Que cherche-t-elle dans ce bestiaire fantastique et sauvage ? Peut-être une forme d’énergie vitale qui échappe à la raison humaine et à la logique cartésienne. On peut le penser en regardant l’oeuvre que la créatrice a accrochée au mur de son séjour. Cette photographie rehaussée d’encre blanche est une forme de procession mi-guerrière, mi-carnavalesque. Elle est composée d’êtres hybrides dont on ne sait s’ils appartiennent au monde des humains. Le support, plus pictural que photographique, porte la trace de stigmates divers et de griffes multiples. Cet opus proche du graffiti est signé François-Marie Banier. Ami de longue date de DvF, l’artiste a défrayé la chronique il y a quelques années pour avoir bénéficié de la générosité de la milliardaire Liliane Bettencourt, l’héritière du groupe L’Oréal.

Figure haute en couleurs de la jet-set depuis les années 70, Banier, le touche-à-tout à la fois écrivain, photographe et plasticien, est resté l’un des amis proches de la Belge. C’est à lui que Diane a confié en 2008 sa campagne publicitaire en faisant poser le mannequin Natalia Vodianova dans les rues pluvieuses de Paris.

Un peu plus loin dans le séjour, on embarque pour l’Extrême-Orient, direction le Japon. Apaisement après le tumulte. La table basse de l’artiste Kimiko Yoshida intitulée O-Hanami est une sculpture qui se joue de la notion de vide et de plein. Un moment de méditation qui ne pouvait que séduire cette passionnée de yoga.  » C’est un volume en miroir et en verre dans lequel sont incrustées des sérigraphies de cerisiers en fleurs.

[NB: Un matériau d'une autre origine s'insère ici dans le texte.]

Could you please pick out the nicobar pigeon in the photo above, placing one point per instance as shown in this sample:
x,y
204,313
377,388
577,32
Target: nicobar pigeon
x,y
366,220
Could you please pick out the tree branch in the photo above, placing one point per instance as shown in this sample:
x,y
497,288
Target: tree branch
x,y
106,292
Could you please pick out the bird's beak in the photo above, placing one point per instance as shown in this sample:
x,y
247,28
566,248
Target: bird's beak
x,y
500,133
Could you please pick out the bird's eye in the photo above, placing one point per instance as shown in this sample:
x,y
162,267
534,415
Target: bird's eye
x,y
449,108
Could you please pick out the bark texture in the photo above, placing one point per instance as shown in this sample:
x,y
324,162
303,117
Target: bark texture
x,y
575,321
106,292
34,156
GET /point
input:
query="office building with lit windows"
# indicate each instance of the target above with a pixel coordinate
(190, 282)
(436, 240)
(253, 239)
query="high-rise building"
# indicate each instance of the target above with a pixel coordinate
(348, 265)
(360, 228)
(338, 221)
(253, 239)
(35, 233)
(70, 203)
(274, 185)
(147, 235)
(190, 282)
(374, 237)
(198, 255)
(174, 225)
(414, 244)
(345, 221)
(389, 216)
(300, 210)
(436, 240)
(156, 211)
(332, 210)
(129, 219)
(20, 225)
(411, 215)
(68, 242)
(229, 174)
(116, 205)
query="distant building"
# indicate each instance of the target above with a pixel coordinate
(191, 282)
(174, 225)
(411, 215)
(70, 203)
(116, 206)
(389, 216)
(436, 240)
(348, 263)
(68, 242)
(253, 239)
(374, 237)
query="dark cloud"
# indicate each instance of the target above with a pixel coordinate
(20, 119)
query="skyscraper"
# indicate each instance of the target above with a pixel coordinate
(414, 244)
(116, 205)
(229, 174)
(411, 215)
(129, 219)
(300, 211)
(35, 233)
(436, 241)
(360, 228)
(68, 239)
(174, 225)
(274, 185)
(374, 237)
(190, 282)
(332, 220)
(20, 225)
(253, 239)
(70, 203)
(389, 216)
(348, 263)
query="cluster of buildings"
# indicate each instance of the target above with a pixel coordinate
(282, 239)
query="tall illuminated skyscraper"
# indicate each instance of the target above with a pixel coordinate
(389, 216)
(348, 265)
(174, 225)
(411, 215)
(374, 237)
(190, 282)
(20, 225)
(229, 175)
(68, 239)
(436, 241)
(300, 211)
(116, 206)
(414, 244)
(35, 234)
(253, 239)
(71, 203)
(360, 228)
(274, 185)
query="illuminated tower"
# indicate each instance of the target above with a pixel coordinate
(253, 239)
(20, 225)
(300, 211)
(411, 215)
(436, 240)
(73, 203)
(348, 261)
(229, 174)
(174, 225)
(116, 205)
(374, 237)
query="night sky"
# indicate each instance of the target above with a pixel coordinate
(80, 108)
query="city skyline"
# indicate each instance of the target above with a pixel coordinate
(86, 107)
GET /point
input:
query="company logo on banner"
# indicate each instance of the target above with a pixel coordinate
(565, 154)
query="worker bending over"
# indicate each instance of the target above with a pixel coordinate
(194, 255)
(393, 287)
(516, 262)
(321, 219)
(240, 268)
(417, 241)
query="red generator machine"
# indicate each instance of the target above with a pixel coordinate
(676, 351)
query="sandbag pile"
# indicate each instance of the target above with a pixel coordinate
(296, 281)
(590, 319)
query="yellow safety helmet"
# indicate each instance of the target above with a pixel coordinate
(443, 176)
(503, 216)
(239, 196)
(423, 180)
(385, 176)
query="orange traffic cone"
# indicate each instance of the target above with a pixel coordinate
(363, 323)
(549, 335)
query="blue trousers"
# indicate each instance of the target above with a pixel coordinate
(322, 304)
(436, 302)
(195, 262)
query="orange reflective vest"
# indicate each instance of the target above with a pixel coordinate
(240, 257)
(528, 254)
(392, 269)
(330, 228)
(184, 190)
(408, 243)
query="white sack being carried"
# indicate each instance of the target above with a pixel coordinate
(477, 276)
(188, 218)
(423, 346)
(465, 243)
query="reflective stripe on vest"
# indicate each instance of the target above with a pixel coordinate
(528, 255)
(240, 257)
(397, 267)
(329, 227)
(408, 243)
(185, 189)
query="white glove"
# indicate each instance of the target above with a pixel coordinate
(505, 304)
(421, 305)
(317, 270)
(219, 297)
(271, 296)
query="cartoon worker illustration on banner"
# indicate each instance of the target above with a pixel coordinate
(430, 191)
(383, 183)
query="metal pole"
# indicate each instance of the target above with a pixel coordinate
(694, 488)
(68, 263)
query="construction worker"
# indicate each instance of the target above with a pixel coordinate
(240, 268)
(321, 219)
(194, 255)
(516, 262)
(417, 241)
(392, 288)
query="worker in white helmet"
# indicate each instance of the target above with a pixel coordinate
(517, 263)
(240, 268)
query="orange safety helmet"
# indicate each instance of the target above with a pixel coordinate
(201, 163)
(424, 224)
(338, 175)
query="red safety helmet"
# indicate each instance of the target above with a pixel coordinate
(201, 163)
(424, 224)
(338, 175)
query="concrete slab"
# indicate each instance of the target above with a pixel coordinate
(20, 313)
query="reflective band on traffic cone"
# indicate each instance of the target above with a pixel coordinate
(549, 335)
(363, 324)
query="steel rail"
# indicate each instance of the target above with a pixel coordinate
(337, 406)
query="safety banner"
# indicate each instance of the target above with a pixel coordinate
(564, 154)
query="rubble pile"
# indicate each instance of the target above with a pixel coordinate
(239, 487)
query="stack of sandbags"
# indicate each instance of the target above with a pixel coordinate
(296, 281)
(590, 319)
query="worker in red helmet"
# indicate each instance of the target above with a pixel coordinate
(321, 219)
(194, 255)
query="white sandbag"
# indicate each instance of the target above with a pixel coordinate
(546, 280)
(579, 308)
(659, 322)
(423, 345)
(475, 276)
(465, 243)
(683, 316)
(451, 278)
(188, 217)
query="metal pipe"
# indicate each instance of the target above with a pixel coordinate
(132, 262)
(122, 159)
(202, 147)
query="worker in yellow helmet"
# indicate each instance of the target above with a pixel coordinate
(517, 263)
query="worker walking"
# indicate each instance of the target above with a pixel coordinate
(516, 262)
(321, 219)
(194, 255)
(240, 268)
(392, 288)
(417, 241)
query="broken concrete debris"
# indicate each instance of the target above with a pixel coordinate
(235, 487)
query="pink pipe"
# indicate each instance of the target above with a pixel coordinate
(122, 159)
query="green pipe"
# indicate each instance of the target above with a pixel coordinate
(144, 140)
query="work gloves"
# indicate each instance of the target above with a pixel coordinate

O-Hanami veut dire  » regarder les fleurs « , explique Diane. Avec le jeu de réverbérations, l’objet ressemble à un bassin. Dans le bouddhisme, le cerisier est le symbole de l’impermanence des choses « , ajoute la créatrice qui possède plusieurs mandalas, ces représentations méditatives tibétaines en forme de diagramme.

INSPIRÉ PAR LE KABUKI

Et la mode dans tout cela ? Elle s’immisce de manière discrète, imperceptible. Comment savoir que cette belle étagère en trapèze a été dessinée par Alexis de la Falaise, le frère de Loulou de la Falaise, mannequin et égérie d’Yves Saint Laurent ? Et ces tabourets en aluminium doré à la feuille qui ont été conçus par Hervé Van der Straeten, créateur de bijoux qui a fait ses premiers pas avec Jean Paul Gaultier, avant de venir, sur le tard, à la conception de mobilier ? Quant à l’aménagement des lieux, on le doit à François Catroux, décorateur et époux de Betty Catroux, ex-mannequin de légende des années 60,  » soeur jumelle  » d’YSL selon les propres mots du couturier. La mode, il en est question par ricochets. Comme Andy Warhol, ce fou de fringues, présent ici à travers des portraits photo et, bien sûr, plusieurs oeuvres prenant Diane pour modèle…  » Quand je suis arrivée à New York, en 1970, Warhol était de toutes les soirées, confiait-elle en 2009 à L’Express. Il était toujours accompagné d’une cour de stars et de personnages étranges. A l’époque, j’avais créé ma robe portefeuille, la Wrap Dress, considérée comme révolutionnaire. Assez, en tout cas, pour qu’il s’intéresse à moi. Rapidement, nous sommes devenus très proches. Aussi proche que l’on pouvait l’être avec lui. Andy était quelqu’un de très silencieux, d’effacé. Il fuyait l’intimité.  » Un jour de 1972, le roi du pop art peroxydé se rend chez Diane avec son Polaroid. Il lui demande de poser devant un mur blanc de sa cuisine. Cette photo, retravaillée, est devenue l’une de ses célèbres sérigraphies.  » Il m’en a offert une et j’en ai acheté deux. Dix ans plus tard, j’ai posé à nouveau pour lui, à la Factory. C’était un portrait inspiré du théâtre kabuki : j’y apparais avec le visage poudré de blanc et les lèvres rouge carmin.  » En 2009, la créatrice rendra hommage à l’artiste avec une collection de robes longues en mousseline de soie à motifs fleuris, et de sacs en cuir et Rhodoïd. Dans le bureau blanc, une série de tirages noir et blanc de Richard Avedon évoque son amitié avec le grand photographe américain, l’emblématique oeil de Vogue et Harper’s Bazaar.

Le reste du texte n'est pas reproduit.